Not only can this new technology localize electromagnetic waves into ultra-subwavelength scales, but it is also very small in scale. Demonstrated with microwaves, this concept may prove important for operating terahertz and photonic circuits far below their usual diffraction limit, and at near field, if it is extended to other regions of the electromagnetic spectrum. It may also one day lead to extremely powerful microscopes and optical tweezers, which are used to trap and study minuscule particles like viruses and individual molecules.


(Left) Donhee Ham, Gordon McKay Professor of Electrical Engineering and Applied Physics at SEAS, is shown lecturing at the Harvard Thinks Big event. (right) Doctoral student Hosang Yoon, a member of Ham's lab and lead author of the paper.
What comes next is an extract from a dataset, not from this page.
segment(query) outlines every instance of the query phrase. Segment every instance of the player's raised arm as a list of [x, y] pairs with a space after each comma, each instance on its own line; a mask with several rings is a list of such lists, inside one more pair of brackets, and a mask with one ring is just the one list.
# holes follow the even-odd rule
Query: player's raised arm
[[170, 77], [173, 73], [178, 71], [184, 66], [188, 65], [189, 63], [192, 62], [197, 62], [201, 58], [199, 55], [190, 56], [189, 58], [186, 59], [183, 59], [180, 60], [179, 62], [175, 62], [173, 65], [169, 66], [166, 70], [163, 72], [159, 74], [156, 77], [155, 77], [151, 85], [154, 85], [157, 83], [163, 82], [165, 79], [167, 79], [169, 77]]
Yoon is a graduate of Seoul National University in Korea, where he ranked number one with a GPA of 4.28 out of 4.30 — a feat Ham, who attended the same college, calls "legendary." (Images: (left) Ben Sharbaugh, Harvard News Office; (right) Hosang Yoon)


For now, the device operates at temperatures below 20 K. However, similar results can be achieved at room temperature using terahertz waves, which Ham's team is already investigating by using graphene as an alternative two-dimensional conductor.

"While electrons in graphene behave like massless particles, they still possess kinetic energy and can exhibit very large kinetic inductance in a non-Newtonian way," Ham said.

The findings, supported by the Air Force Office of Scientific Research, were reported in today’s issue of Nature.